Today we have great physicists who wanted to win the Nobel Prize for discovering bucky balls, right? And bucky balls are these three-dimensional carbon structures. This is the structure of diamond. But bucky balls are essentially hollow spheres with sp3 hybrid bonding. And they calculated the strength of carbon-carbon bonds and they found these should be 3 million PSI and we're going to be able to make composites out of um bucky fibers, you know, nano fibers. Well, you know what?

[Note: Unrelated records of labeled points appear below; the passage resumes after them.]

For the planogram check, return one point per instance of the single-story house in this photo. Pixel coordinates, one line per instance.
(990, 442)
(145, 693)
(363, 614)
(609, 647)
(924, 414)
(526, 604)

That's true. As long as you don't have any defects in those carbon nano tubes. What are the prob— what's the probability of having a defect in a carbon nano tube? It's pretty high. If you make them at absolute zero, you can make them without defects. But any temperature above absolute zero, statistical mechanics will prove to you— will have some vacancies. And if you have some vacancies, you're going to find that they're not as strong as you thought.

p43 47:45

So in the last 25 years, the physicists and many material scientists have sold billion— a billion dollars worth of research on carbon nano tubes because in theory they're super strong. But who has ever measured the strength of a carbon nano tube? No one. But we did measure the strength of asbestos fibers which about 700,000 PSI. Iron whiskers about 1.2 million PSI. They're not quite as strong as we calculate, but people have been running around selling schlock, okay, in material science because they can't remember history. And there was a guy up at Harvard named George Santayana. Anybody ever heard of George? He was a philosopher. And he's famous for a quote that those who cannot remember history are condemned to repeat it.

p44 48:43

Okay. And so the material scientist and the physicist and someone won a Nobel Prize for discovering um bucky balls. And just a couple years ago, someone won a Nobel Prize for forming these flat sheets of bucky films [graphene]. Okay. And they're all saying, "Oh, this is going to save the world. We will have things that are 10 times as strong." Yes, if they are defect free, but in fact, they're not defect free. And so, they're actually going to be one-tenth as strong or 1/5th as strong when we actually make them in high quantity and people are going to be disappointed. So, don't invest in carbon nano tubes for structural applications. And I'll see you again tomorrow.